Bug in the code of Action of Login button

Getting Started
1

Dear All,

I am working on the development of login screen. For user entered UserName and Password , I am checking if they exist in the database table called user_mstr. I have added the follwing code as Action event for Login button. But during run-time error with a bug symbol at the begining of the Bind-Type statement as shown in the code below. Can anyone help resolve this.
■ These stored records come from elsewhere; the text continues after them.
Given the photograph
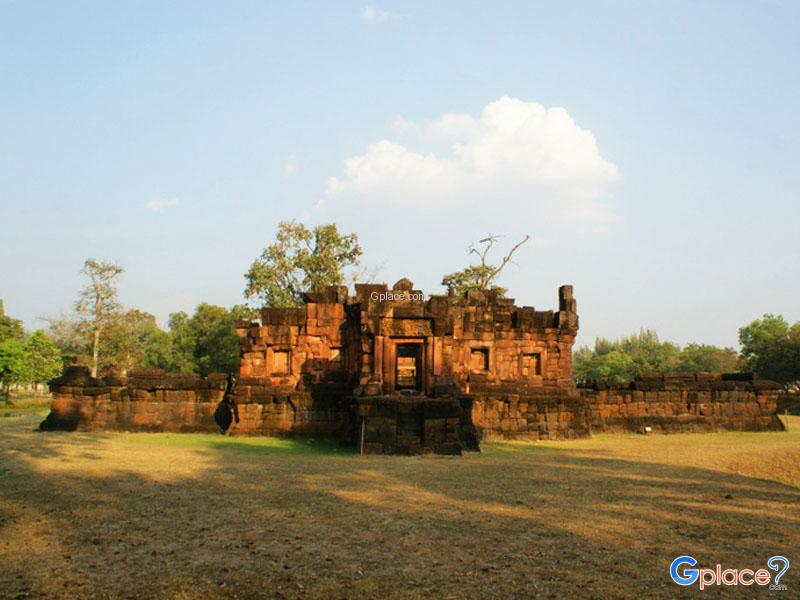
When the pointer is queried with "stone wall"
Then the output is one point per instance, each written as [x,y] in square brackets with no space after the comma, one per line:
[417,374]
[411,425]
[684,403]
[148,400]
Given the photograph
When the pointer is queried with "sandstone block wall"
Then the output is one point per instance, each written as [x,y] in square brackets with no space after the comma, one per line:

If possible give me any simple code to validate the entered user-id and password against the table values. Thank you.

Sub Action()
Dim ps As PreparedSQLStatement = _
ssssterp.Prepare(“SELECT * FROM user_mstr WHERE Name = ? AND Password = ?”)

ps.BindType(0, MySQLPreparedStatement.MYSQL_TYPE_STRING) /******** Error line **************/
ps.BindType(1, MySQLPreparedStatement.MYSQL_TYPE_STRING)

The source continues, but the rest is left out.